I have a rather basic application hosted on Kubernetes, which connects to a Mongo database.
The app has a wallet feature. A user can put money in their wallet using real-world payments (e.g. via PayPal). Each payment is registered as a transaction for that user. The money in the wallet is then used to pay for orders, which may come from different sources - Shopify, API, placed manually, etc. - at random times. Current user balance is inferred by aggregating the transactions (double-entry basically).
Consider the following scenario: a user with $100 in their wallet receives two orders at the same time, each worth $80. Obviously, only one of these orders should be placed. Unfortunately, a wallet payment is not an atomic procedure - I need to calculate the balance first and then, if it is sufficient, record a payment transaction. Even if I do this inside a database transaction, these two simultaneous orders might still think that there is enough balance, if these transactions are executed in parallel. To ensure that this does not happen I used locking. Each order will thus:
- place a lock on the user's wallet so that only a single wallet payment is executed at a time;
- "execute" the payment by recording a transaction;
- place the order;
- unlock the wallet.
This means that all wallet payments for a single user should be processed sequentially. I feel like it would make sense to place users' wallet payments into queues - as soon as one payment is completed (the wallet is unlocked) the next one proceeds. These would have to be per-user queues - separate users' payments can be safely processed in parallel.

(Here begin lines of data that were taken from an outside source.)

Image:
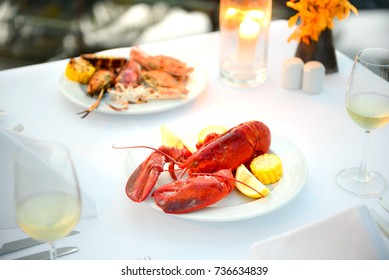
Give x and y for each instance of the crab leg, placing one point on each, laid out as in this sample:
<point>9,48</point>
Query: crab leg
<point>93,106</point>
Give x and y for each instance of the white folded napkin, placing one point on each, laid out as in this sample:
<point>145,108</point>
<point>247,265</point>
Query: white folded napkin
<point>349,235</point>
<point>10,142</point>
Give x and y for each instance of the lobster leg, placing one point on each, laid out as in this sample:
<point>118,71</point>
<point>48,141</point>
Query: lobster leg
<point>183,196</point>
<point>143,179</point>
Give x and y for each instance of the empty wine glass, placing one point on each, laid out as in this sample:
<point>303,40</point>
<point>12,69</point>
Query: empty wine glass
<point>367,103</point>
<point>46,192</point>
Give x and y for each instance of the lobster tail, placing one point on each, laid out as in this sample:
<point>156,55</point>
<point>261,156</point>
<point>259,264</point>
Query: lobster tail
<point>229,150</point>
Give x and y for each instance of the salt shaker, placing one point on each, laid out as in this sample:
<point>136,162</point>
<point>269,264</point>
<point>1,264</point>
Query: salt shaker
<point>292,72</point>
<point>313,77</point>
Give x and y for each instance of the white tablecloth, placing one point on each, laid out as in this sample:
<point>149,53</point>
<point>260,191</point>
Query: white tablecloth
<point>317,124</point>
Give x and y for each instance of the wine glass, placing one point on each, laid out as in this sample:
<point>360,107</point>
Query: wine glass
<point>46,192</point>
<point>367,103</point>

Unfortunately, I don't know how to properly solve this. Implementing such queues in memory would be trivial but also non-resilient. I was thinking about utilising some MQ, but I have little experience and am faced with challenges:
- it would be nice if it's a distributed queue, which I could easily run on Kubernetes;
- I actually need many parallel queues - one queue per user; let's assume tens of thousands of users;
- the load needs to be distributed evenly across the application pods. I reckon the queues ought to somehow push the payments to the application pods rather than have the pods pull messages - I don't want to couple the pods with specific users.
My questions:
- Is the basic idea reasonable? Are there any obvious problems here that I don't see?
- What mechanism do I need to achieve resilient evenly distributed processing of many queues in parallel? Do I need a messaging queue + load balancing or some Pub/Sub solution, or something else?